I usually like to focus on Massachusetts politics to the exclusion of national politics and other issues, but I have to admit that I still have a nostalgic fondness for Rhode Island. It's where I went to college, and more importantly where I started dating and eventually married my wife. So, if you'll indulge me, I may from time-to-time post about the 2006 Rhode Island Senate race where Democrats are trying to unseat incumbent Republican Senator Lincoln Chafee. Today, I stumbled upon an E Plurbus Media interview with former RI Attorney General Sheldon Whitehouse, the front runner in the Democratic primary.

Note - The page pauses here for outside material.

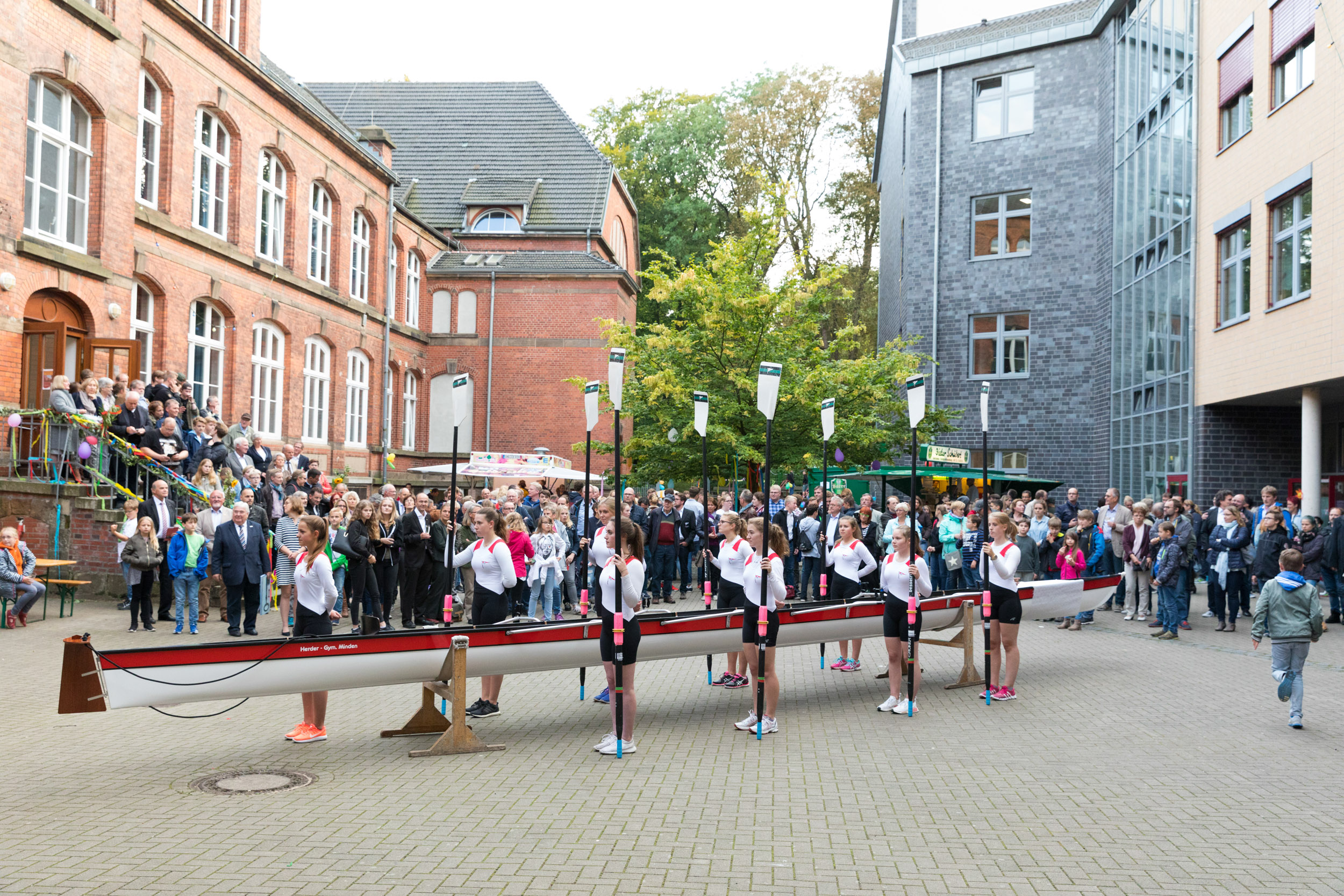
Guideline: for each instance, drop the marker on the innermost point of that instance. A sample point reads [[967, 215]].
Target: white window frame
[[412, 289], [233, 22], [214, 217], [143, 326], [320, 235], [268, 396], [511, 225], [1004, 98], [1295, 71], [318, 379], [359, 256], [619, 242], [1234, 281], [410, 394], [149, 130], [1003, 217], [206, 351], [1295, 237], [1234, 120], [1004, 340], [356, 399], [72, 162], [270, 207]]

Here is what Whitehouse has to say about Chafee:
According to most public polls, he is polling 41 to my 36 -- and I've been in the race only three months now. I outraised him two-to-one in the last quarter. And Rhode Island is fundamentally a blue state.Also amusing is Whitehouse's take on John Bolton:
He goes down to Washington and votes for the Republican leadership. And while he can walk away from them on individual votes, Rhode Island would be better-served -- and I'm going to be able to make the case that Rhode Island will be better-served, given our values and our interests -- by somebody who will not vote for Bill Frist, but who will support a Democratic majority leader. After that, there are dozens of different votes we can get into. But I think that fundamentally, when Senator Chafee aids and abets the Republican leadership of the Senate and the Bush administration, he's distancing himself from the people of Rhode Island.

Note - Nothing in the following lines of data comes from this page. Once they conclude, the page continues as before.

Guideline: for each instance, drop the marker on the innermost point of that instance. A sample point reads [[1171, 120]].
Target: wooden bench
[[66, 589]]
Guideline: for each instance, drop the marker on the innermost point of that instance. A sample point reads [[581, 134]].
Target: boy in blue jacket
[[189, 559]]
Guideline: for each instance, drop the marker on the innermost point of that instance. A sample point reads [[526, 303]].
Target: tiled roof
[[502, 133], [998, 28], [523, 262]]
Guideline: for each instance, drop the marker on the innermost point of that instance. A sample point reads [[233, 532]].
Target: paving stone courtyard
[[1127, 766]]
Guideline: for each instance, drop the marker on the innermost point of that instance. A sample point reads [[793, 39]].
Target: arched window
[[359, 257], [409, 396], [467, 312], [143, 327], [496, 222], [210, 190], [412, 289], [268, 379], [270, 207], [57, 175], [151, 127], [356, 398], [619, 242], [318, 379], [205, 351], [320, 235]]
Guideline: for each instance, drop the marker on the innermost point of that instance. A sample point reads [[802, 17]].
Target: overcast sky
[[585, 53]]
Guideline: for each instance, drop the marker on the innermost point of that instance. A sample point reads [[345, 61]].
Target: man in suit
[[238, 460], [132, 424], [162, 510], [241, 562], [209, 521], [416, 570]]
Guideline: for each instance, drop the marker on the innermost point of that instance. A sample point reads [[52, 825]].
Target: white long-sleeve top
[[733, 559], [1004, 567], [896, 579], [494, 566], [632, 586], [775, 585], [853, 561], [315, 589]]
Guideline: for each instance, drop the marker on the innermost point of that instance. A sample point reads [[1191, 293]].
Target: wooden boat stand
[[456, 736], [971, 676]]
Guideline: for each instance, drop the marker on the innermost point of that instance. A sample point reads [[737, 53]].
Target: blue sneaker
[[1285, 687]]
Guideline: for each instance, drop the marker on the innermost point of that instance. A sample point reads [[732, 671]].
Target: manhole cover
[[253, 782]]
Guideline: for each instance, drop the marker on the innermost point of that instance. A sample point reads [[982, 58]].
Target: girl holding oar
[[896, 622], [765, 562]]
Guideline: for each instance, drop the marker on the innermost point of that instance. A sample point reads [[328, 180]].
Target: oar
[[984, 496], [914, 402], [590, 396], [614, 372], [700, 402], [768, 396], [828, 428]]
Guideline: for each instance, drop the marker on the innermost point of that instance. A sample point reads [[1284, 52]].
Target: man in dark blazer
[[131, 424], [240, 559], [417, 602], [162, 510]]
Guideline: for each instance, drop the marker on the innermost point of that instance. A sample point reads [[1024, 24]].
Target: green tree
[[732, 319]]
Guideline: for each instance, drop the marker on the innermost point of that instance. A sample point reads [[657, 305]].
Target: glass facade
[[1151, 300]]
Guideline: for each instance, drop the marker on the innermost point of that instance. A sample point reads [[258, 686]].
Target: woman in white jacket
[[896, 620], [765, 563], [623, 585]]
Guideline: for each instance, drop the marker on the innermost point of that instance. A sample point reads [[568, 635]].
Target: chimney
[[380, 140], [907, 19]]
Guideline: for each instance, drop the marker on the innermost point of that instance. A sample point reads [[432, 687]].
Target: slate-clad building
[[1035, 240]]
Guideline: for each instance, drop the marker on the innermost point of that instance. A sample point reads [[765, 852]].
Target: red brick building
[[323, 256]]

And I think they know it, and I think that's why he's in trouble here. Nothing against him personally, he's a fine individual, [Sheldon and his family are long-time friends of Chafee and his family] but he is simply in an impossible position between the values and interests of Rhode Island, and the schemes and devices of the Bush administration.
I've been involved in some of the biggest reforms in Rhode Island in the last 15 or 20 years -- reform of the banking system after the banking crisis, reform of the separation of powers, reform of the workers' compensation system, reform of judicial nominations and ethics reform -- and I've never found the cause of reform advanced by having somebody put a stick in the eye of the institutions he wants to reform. You have to have an underlying respect for the institution in order to do the job of reform right, in my opinion. And it doesn't appear that John Bolton has any underlying respect for either the United Nations as an institution or the job the UN was created to perform.The strategy is obvious -- link Chafee to the unpopular (in Rhode Island anyway) Republican administration as often as possible. To be fair, Chafee can come back and say that he didn't even cast a vote for Bush this time around, but the more he admits that, the less likely that RI Republican true believers will go to the mattresses for him. It will be an interesting race to follow, very much in contrast to our own already pre-determined 2006 Senate race, where the state GOP can't even find a sacrificial lamb to at least tie Senator Ted Kennedy down so he can't fundraise for other candidates.